U.S. Department of Agriculture: Animal and Plant Health Inspection Service
Date of this Version
2012
Citation
Western North American Naturalist 72(4), 2012, pp. 432–441
Abstract
Establishment of sampling frameworks to monitor the occurrence of ecological indicators and to identify the covariates that influence occurrence is a high-priority need for natural resource restoration and management efforts. We utilized occupancy modeling to identify patterns of beaver occurrence and factors influencing these patterns (i.e., type and amount of vegetation cover) in the Grand Canyon of the Colorado River ecosystem. We used rafts and kayaks to access a stratified random sample of sites (i.e., 100-m-long sections of riverbank) and used repeated sampling procedures to sample for beaver sign (i.e., lodges, cuttings, tracks, and beaver sightings).

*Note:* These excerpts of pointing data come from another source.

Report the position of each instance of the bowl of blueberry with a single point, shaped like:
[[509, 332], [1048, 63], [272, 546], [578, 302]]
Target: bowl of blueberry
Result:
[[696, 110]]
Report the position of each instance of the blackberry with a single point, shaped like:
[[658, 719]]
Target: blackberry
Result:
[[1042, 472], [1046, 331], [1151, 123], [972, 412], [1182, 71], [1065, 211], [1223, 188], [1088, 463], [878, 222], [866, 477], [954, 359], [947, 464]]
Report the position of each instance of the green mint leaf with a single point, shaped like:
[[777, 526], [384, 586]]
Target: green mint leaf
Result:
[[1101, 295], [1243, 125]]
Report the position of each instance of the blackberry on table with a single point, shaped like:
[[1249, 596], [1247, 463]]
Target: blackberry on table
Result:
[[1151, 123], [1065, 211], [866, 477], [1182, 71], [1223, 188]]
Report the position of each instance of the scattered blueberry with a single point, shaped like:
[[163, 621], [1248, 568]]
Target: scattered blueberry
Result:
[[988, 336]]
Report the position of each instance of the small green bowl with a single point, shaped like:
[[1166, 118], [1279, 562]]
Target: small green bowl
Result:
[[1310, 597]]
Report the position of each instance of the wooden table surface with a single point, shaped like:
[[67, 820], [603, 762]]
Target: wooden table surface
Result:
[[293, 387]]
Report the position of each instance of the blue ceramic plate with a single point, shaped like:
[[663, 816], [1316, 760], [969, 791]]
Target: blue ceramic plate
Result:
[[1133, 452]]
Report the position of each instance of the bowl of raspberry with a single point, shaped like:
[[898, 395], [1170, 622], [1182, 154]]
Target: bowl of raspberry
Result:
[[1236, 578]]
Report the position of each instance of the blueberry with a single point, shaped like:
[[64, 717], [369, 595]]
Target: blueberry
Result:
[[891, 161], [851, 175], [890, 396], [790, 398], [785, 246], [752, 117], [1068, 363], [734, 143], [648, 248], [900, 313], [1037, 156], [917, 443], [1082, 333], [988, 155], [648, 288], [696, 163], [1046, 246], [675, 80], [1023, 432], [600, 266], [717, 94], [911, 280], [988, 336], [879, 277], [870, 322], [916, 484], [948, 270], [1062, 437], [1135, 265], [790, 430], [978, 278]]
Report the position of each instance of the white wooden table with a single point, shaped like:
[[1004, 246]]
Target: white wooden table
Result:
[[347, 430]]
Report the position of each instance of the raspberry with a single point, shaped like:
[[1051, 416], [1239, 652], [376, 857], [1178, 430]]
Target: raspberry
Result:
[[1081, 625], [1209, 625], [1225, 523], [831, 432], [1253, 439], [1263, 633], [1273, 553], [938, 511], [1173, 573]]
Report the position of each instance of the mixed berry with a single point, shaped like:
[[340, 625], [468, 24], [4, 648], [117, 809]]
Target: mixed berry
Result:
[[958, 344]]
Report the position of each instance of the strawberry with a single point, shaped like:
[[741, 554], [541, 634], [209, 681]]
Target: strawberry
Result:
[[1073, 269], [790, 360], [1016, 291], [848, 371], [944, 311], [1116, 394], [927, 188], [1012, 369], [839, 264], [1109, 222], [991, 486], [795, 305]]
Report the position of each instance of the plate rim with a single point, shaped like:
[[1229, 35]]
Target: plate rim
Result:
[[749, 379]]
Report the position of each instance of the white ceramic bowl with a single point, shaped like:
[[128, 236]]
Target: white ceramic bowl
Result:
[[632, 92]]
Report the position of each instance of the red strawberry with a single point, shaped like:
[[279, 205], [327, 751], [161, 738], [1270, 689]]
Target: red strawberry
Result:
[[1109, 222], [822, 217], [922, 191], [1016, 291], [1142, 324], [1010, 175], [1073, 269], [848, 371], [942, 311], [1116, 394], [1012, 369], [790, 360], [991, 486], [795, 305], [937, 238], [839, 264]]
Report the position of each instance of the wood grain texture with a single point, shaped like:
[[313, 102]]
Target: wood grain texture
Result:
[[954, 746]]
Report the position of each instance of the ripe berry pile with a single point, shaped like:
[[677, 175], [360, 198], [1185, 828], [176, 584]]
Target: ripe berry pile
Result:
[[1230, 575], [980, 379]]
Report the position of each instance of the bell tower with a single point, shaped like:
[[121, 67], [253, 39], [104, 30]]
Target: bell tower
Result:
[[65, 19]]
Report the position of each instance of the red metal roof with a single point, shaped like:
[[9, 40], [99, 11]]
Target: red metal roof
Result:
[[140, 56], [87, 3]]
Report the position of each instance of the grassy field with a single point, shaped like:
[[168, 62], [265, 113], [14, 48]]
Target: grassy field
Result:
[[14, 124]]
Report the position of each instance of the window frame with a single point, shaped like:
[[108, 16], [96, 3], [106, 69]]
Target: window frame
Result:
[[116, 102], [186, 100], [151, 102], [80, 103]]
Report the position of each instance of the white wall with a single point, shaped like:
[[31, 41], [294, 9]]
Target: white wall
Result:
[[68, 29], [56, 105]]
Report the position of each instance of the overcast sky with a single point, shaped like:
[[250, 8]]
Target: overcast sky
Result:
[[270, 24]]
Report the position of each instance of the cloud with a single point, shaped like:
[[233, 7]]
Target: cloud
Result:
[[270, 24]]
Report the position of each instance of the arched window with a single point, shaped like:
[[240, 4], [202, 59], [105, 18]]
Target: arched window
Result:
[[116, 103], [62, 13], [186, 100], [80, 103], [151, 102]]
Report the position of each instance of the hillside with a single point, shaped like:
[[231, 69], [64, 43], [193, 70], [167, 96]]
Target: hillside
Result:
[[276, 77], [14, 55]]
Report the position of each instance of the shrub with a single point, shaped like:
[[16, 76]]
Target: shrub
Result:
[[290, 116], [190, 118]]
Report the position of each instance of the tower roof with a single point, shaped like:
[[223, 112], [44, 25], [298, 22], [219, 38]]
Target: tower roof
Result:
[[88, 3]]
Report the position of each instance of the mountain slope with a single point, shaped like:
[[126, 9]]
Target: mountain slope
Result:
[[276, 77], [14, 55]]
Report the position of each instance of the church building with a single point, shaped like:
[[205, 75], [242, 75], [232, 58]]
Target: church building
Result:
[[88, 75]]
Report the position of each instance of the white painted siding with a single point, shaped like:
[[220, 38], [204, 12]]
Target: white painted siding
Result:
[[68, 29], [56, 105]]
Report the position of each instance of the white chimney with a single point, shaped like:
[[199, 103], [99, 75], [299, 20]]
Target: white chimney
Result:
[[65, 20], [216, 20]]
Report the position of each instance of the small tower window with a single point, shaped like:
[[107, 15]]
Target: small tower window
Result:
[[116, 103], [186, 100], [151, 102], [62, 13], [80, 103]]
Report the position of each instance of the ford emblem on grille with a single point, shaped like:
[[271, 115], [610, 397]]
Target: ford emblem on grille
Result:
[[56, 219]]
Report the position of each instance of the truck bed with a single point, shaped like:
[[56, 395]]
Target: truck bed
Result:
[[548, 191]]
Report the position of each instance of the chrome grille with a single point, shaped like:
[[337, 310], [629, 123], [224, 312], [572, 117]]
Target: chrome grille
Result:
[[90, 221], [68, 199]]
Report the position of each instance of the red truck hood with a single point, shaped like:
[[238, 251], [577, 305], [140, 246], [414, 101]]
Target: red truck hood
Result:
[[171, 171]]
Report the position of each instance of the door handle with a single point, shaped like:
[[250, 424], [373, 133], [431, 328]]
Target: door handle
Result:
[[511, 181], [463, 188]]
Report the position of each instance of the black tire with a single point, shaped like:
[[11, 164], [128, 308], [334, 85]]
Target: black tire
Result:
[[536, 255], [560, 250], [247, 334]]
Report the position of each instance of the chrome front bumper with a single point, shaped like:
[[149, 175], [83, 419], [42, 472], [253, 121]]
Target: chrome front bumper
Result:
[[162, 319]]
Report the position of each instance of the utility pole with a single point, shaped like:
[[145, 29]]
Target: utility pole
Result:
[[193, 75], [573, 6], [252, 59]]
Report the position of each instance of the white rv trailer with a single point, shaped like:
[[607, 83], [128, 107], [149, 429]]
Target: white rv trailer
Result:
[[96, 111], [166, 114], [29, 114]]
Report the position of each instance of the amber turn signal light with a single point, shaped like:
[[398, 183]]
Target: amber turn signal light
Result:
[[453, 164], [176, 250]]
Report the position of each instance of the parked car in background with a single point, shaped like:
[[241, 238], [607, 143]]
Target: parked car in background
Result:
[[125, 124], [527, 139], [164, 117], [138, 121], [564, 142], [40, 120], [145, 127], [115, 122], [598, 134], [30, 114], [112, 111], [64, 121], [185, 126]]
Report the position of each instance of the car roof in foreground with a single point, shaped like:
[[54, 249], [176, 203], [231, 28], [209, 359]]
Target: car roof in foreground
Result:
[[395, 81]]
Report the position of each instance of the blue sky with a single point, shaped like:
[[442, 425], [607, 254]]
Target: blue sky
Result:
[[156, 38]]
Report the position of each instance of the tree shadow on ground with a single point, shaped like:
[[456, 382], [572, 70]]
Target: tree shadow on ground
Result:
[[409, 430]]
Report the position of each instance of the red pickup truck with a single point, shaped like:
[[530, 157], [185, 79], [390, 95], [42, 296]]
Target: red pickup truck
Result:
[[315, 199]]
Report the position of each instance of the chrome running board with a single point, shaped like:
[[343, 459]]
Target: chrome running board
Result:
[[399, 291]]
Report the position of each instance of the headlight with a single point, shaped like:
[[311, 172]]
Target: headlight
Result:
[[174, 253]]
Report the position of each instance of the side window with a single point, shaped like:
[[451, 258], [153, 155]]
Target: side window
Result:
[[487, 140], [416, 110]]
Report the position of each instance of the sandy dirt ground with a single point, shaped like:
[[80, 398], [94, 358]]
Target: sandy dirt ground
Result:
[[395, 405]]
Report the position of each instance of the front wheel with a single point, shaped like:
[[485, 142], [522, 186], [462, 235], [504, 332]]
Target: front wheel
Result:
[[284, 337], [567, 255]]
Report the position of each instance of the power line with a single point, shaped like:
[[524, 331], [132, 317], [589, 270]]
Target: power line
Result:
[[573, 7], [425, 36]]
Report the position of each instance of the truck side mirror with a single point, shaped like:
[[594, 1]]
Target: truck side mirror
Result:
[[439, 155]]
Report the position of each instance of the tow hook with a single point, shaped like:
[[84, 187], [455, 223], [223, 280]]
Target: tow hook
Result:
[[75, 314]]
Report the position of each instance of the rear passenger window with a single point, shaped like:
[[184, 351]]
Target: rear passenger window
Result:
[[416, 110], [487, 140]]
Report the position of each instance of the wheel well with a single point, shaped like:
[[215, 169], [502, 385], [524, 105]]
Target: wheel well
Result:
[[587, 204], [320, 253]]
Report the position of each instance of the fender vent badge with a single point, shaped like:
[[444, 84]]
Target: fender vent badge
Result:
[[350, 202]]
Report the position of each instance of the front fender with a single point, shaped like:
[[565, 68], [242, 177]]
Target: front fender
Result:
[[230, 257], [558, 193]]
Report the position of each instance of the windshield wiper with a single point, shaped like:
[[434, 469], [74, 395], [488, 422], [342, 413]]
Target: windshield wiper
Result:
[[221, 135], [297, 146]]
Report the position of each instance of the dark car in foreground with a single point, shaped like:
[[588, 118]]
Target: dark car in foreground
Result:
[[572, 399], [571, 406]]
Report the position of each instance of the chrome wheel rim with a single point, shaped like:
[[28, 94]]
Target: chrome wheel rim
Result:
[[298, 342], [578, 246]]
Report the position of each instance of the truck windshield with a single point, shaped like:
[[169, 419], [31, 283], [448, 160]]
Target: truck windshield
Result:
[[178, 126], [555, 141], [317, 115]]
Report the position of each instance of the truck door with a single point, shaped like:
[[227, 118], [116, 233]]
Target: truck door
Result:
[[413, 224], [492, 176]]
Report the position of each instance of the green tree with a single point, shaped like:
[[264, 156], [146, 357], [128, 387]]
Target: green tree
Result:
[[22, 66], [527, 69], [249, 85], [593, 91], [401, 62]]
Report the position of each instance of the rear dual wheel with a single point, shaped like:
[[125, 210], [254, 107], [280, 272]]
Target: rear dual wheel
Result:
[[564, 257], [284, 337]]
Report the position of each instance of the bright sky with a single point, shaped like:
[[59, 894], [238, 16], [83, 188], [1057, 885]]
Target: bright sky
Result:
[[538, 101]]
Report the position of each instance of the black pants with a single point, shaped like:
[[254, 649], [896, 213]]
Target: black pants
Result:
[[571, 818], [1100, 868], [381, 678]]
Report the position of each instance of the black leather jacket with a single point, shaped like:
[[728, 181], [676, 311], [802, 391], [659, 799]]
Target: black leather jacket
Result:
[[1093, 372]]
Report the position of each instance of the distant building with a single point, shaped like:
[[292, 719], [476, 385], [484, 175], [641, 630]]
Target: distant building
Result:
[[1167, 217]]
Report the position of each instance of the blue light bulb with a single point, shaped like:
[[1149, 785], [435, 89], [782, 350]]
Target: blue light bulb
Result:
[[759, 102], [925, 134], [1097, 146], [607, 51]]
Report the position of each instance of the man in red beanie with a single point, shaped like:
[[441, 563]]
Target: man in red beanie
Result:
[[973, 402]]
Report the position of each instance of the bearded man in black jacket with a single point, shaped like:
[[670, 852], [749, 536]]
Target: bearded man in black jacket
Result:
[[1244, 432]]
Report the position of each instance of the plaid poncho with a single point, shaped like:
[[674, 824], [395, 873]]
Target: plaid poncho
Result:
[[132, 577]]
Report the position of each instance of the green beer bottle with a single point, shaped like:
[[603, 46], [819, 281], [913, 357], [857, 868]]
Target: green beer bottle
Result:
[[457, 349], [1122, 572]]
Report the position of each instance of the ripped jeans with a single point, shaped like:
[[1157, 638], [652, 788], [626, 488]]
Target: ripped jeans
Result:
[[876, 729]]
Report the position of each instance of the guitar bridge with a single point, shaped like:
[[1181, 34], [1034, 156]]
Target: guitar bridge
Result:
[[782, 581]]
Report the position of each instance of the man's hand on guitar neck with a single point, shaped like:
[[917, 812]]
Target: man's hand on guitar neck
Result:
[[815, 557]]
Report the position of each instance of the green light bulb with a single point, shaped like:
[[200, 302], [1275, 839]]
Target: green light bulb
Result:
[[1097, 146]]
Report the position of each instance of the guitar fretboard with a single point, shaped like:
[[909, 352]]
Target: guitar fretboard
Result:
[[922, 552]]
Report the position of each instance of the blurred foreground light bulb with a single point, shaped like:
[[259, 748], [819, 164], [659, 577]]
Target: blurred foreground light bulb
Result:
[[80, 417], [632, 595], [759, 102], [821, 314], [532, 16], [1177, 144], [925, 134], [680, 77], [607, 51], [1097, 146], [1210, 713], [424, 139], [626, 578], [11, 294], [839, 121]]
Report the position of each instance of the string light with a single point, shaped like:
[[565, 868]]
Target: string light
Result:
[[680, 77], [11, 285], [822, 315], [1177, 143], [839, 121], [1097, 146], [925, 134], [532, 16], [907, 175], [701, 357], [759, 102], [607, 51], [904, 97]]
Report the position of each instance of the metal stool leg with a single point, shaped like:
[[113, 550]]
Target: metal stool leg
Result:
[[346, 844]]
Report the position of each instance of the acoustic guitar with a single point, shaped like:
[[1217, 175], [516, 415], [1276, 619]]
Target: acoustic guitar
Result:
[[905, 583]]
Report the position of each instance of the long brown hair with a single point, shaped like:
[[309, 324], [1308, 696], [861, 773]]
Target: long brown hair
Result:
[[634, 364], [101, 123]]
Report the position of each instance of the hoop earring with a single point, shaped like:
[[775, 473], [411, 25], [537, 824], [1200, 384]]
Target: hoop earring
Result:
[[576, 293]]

We quantified the type and amount of vegetation cover at each sampled section by using a GIS database of remotely sensed information on the riparian vegetation in the Grand Canyon. We first modeled occurrence of beaver sign as a function of the total amount of vegetation cover (summed across classes) and then determined the relative importance score for each of the 7 vegetation classes. Detection probability (p) was 2 times higher when observers traveled in kayaks (0.61) than when they traveled in rafts (0.29). Occurrence of beaver sign (ψ) in sampled transects was widespread throughout the Grand Canyon (ψ = 0.74, SE = 0.06) and positively associated with total vegetation. The relative importance scores for Tamarix and Pluchea vegetation classes were 1.5–2.5 times larger than those for all other vegetation classes, indicating that occurrence of beaver sign was most strongly associated with the cover of these 2 vegetation classes. Our results imply that quantifying the amount of riparian vegetation in close proximity to a river helps determine the occurrence of an important ecological indicator in riparian systems. The results also demonstrate a useful and cost-effective method for monitoring riverine species’ usage patterns by explicitly accounting for detectability.